I have this Fibonacci script
#!/bin/bash
if (test $# -ne 1) then
echo "Use: $0 number"
exit 1 fi
for c in ‘seq 1 $1‘
do
if (($c == 1))
then
n0=1;
echo "fibonacci(1)=$n0";
elif (($c == 2));
then
n1=1;
echo "fibonacci(2)=$n1";
else
n=$(($n0+$n1));
echo "fibonacci($c)=$n";
n0=$n1;
n1=$n;
fi done
type here
I have to made a substitution of the expression evaluation $(($n0+$n1))with the shell command expr $n0 + $n1.
I Rembember that to assign the output of a command to a varible i have to made command > output.txt but I don’t know how to apply it on this exercise. Thank you so much for your help.

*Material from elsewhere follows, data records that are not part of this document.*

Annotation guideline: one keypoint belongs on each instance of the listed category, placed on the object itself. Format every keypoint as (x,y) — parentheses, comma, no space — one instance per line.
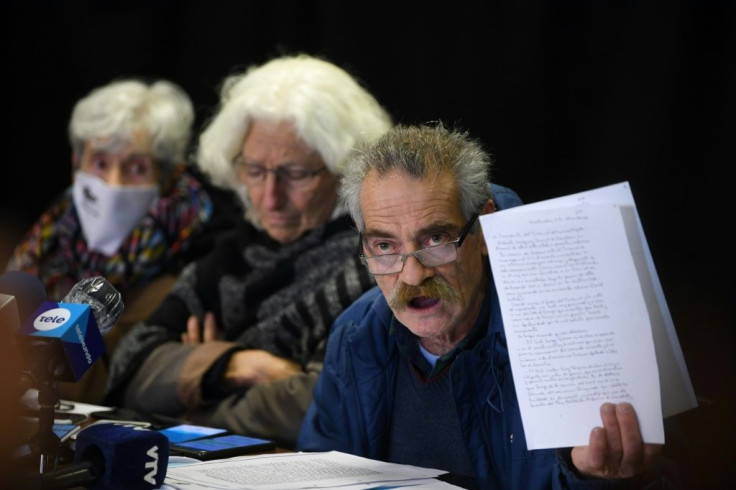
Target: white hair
(331,112)
(162,110)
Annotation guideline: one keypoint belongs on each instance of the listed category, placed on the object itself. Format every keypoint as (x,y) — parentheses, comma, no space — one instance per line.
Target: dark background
(568,96)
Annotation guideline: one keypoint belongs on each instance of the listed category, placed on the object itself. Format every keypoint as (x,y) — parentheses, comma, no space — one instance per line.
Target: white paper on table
(288,471)
(677,394)
(576,315)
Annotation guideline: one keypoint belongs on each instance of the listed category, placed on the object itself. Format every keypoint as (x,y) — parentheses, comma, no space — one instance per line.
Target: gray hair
(331,112)
(420,152)
(114,112)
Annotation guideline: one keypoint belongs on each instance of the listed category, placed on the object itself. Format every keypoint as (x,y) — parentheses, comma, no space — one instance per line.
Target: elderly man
(417,370)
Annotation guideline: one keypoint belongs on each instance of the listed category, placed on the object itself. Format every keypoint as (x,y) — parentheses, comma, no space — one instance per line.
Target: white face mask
(109,213)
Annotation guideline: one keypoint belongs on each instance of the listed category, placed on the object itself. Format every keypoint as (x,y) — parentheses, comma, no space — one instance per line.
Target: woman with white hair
(238,342)
(134,214)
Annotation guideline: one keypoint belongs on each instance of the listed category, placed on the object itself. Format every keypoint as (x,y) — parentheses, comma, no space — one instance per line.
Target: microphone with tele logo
(66,337)
(59,342)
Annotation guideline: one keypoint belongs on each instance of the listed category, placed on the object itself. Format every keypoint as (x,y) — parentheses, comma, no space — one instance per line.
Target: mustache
(433,287)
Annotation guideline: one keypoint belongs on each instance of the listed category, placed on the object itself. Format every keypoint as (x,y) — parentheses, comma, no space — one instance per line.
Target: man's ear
(75,163)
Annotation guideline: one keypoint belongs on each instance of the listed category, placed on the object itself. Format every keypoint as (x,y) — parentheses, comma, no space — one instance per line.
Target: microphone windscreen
(131,457)
(106,301)
(28,291)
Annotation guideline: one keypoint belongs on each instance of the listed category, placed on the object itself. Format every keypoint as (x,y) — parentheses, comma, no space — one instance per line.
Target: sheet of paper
(287,471)
(576,319)
(677,394)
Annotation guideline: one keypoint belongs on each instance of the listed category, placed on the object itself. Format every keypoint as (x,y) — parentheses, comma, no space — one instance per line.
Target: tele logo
(51,319)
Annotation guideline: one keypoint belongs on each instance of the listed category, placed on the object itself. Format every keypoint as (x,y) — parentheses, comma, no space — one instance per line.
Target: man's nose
(414,273)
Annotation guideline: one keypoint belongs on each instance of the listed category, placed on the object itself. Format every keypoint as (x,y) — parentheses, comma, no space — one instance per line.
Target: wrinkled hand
(251,367)
(616,449)
(209,332)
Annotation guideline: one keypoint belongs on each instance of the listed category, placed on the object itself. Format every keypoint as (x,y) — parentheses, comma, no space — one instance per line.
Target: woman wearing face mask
(237,343)
(134,214)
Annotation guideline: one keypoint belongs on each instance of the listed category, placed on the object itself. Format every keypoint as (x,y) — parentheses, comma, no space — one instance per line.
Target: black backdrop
(568,96)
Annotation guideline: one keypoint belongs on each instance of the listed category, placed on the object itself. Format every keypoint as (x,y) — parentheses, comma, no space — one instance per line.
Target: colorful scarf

I think it's important to state up front: expr is not needed for arithmetic in virtually any shell. Continue using n=$(( $n0 + $n1 )) in practice.
That said, arithmetic was previously not supported by shells directly, and instead you used the expr command. It accepted an expression as a series of arguments, and wrote the result to standard output. You capture standard output using the $( ... ) construct (similar to arithmetic expressions, but with one pair of parentheses instead of two).
# n=$(($n0 + $n1))
n=$( expr "$n0" + "$n1" )
Note that the number of arguments is important; expr 3 + 5 outputs 8, but expr "3 + 5" outputs 3 + 5.